Predicting Horizontal Shear Slowness- A Machine Learning Approach

Hussain, Syed Aaquib (SCHLUMBERGER) | Chatterjee, Chandreyi (SCHLUMBERGER) | Sarkar, Sujit Kumar (SCHLUMBERGER) | Reyes, Allan (SCHLUMBERGER) | Majumdar, Chandan (SCHLUMBERGER) | Das, Ritwika (SCHLUMBERGER)



The Spraberry trend area is part of a larger oil-producing region within the Midland basin in United States. The main targets, Spraberry, Dean and Wolfcamp, are reservoirs of shales interbedded with clastic formations. Thus, the reservoirs exhibit TIV (transverse isotropy vertical) anisotropy due to thin laminations. A pilot well was drilled vertically in the complex lithology and logged with the advanced acoustics measurements. Shallow penetration of Stoneley energy into the formation raised concerns about the depth resolution of the inverted shear slowness derived from it. It is very difficult to get a reliable horizontal shear slowness from Stoneley when the borehole condition is rugose, there is a complex mud rheology and gas influx inside the borehole.

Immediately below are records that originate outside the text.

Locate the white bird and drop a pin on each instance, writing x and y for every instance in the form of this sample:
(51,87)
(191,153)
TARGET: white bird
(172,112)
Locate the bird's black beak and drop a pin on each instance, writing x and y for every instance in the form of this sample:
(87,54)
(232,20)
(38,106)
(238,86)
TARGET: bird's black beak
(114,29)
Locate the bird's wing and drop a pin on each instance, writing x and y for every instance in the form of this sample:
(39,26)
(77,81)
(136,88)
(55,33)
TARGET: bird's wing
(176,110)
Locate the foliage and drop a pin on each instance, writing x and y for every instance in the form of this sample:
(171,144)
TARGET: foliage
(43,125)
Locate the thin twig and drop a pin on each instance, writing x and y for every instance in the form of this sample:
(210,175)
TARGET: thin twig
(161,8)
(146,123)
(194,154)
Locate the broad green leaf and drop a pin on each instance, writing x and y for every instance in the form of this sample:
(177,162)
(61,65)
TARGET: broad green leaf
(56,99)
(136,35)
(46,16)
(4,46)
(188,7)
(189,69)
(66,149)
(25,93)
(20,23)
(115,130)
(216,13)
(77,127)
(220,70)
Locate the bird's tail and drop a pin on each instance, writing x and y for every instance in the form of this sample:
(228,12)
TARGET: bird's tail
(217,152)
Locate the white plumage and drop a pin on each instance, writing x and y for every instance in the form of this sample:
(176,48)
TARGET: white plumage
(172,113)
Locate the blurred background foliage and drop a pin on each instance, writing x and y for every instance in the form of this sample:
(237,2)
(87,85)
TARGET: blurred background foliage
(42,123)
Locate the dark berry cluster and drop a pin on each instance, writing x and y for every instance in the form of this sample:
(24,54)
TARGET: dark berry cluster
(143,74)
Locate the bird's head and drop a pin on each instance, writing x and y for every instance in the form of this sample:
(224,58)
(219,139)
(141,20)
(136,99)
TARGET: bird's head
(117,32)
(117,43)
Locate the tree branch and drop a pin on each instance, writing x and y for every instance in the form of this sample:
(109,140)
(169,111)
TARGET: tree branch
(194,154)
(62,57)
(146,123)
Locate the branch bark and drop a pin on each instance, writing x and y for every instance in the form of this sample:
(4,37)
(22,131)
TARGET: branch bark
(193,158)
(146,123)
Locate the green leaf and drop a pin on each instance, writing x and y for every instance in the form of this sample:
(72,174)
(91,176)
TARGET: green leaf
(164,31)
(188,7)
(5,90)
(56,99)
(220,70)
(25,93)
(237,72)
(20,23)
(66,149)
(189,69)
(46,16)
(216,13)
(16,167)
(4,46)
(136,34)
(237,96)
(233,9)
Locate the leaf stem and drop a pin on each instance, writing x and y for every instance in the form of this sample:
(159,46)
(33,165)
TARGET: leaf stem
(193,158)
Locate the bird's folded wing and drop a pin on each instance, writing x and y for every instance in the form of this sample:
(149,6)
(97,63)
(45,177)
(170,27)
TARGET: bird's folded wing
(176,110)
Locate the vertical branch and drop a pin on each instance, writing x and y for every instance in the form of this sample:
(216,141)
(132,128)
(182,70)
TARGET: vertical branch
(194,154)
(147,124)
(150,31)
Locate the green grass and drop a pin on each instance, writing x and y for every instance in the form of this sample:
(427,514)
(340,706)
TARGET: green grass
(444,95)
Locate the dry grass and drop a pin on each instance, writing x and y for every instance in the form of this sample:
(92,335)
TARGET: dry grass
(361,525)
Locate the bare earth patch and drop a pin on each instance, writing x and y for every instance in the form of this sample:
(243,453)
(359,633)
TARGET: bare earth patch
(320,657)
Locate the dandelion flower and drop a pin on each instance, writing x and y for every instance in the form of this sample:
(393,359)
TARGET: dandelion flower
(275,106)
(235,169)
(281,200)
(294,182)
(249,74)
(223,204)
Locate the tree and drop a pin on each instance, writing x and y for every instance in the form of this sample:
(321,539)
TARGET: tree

A machine learning based approach integrating the advanced acoustics measurements and petrophysical interpretation is adopted to provide the solution to get the lithology-based horizontal shear slowness. To eliminate the variability of getting the horizontal shear slowness from Stoneley wave, to process for an advanced geomechanics product like for TIV anisotropy analysis, two machine learning algorithms are used. First one is a very commonly used linear supervised learning algorithm multi-linear regression (MLR) and second is random forest (RF) a nonlinear supervised learning algorithm. These algorithms take inputs from formation evaluation and advanced acoustics to predict the horizontal shear slowness. The random forest algorithm being an ensemble learning method have greater predictive capabilities compared with any linear supervised learning models and many of the non-linear supervised learning algorithms. The inputs for RF and MLR regressions are values of dry weight fractions of calcite, dolomite, quartz, illite, total porosity, permeability, gamma ray, compressional slowness and fast shear slowness. These values are obtained for the entire depth of interest from advance logging tools and interpretation techniques. To check the performance of the model, standard machine learning techniques such as the error evaluation metrics of the mean squared error and the coefficient of determination (R-squared or R2) were considered. The model has been trained over 90% of data and 10% of the data was used to cross-validate the model.

Hyperparameter tuning of the RF model has been done to improve upon the prediction accuracy. After the parameters are tuned, the mean squared error and R2 value of the training dataset are 1.77 and 0.98; while that for the testing dataset, they are 13.26 and 0.89 respectively. The closeness of the R2 value for both the training and testing dataset to 1, implies that the RF model is successfully able to explain the variance of the given data.